If we paid out every charge demanded of us during the day we'd have paid out 140Euro but playing the game got us the 300 yards for the bargain price of 18Euros and offloading the two cartons of cigarettes that been a burden for the last 2000kms! We were in Senegal!
-Robin

It was only a short drive in to St Louis which we would have to pass through to get to the Zebra Bar where we were planning a few days off the road. It was an amazing city full of people shouting hellos to each other, music playing, bright colours everywhere, a real contrast to Mauritania. And the other half of the chromosome reappeared; as we travelled south it was as if women had pretty much disappeared all together but not only did they reappear they were smart and elegant, no wonder the mauritanians we spoke to all said the Senegalese women gave them heart attacks :)
Big orange trucks with wobbly wheels and bent in the middle jostled with yellow taxis, wings and bonnets all replaced with other colours, bright blue and white Renault mini buses with gaping window apertures ferried smiling people through the streets painted with patterns, eyes, messages and 'transport de commune', tied up with tassels and ribbons. The contrast was dramatic; the happiness level was so much higher.
It was slow progress though, nothing got near the 40kph speed limit but the constant in and out of minibuses and starts and stops gave us time to take it all in. It was even more ironic then what happened next!
Leaving town it was necessary to cross a bridge to reach the unsurfaced road to Zebra Bar, just on to it a man in a yellow bib with a whistle and filthy bomber jacket jumped out, he was quite irate but there was no way past. 'who are you?' I demanded. 'your bike here!' he shouted back and pointed at the verge, 'you, who?!', this was going to wear thin quickly. I looked in the mirror and Robin had a similar guy in front of him. Was that a gun on his hip? 'policeman!' my guy started to shout, I was looking for any sign of it but with a gun in sight it was time to play along.
No way my grubby chap was a copper but the other guy seemed genuine enough, he was pointing at his cap and gun, they seemed to calm down a little when it was pointed out the lack of identification his friend had.

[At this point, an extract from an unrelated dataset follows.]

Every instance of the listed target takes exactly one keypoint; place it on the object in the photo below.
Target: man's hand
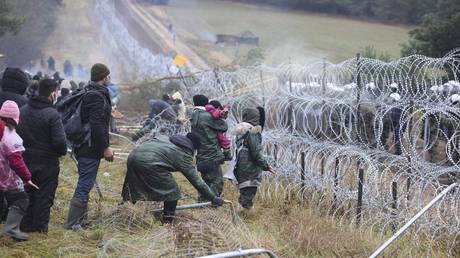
(218, 201)
(108, 154)
(30, 183)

Then the bullsh*t started, another one with a badge in place of morals. Apparently we hadn't stopped for a policeman 3kms earlier, then it was we were reving engines through town, then we were speeding; none of the reality mattered one bit. The alternative of paying 20 Euros each at the police station got further away too, first it was 3kms up the road where his chief had spotted us then 12kms and three roundabouts inland where we'd been radared apparently, we even got to speak on the phone with his jabbering pal down the pub who had the disillusion he was chief of police. There was no point arguing anything, none of it mattered, we would wait it out.
He got more unsure he was going to get anything and hassled us more and more but we waited and the price dropped bit by bit, his inability to convert currencies worked in our favour. We found an Arabic looking man beside us in the same predicament with his pickup going the other way, 'this is africa' he said with a sympathetic look.
Eventually we were back on the road for 10Euros, the sun was going down and we still had 20kms of dirt road to cover so we had to make a move, but not before the policeman tried to get the same cash from both of us. We wished the pickup driver luck and headed out of town, vowing to jam up the bridge by driving so slowly!
Zebra bar was a pretty cool set up but all we saw was dinner and bed until the next day, arriving in the dark at the end of what had been a very long day.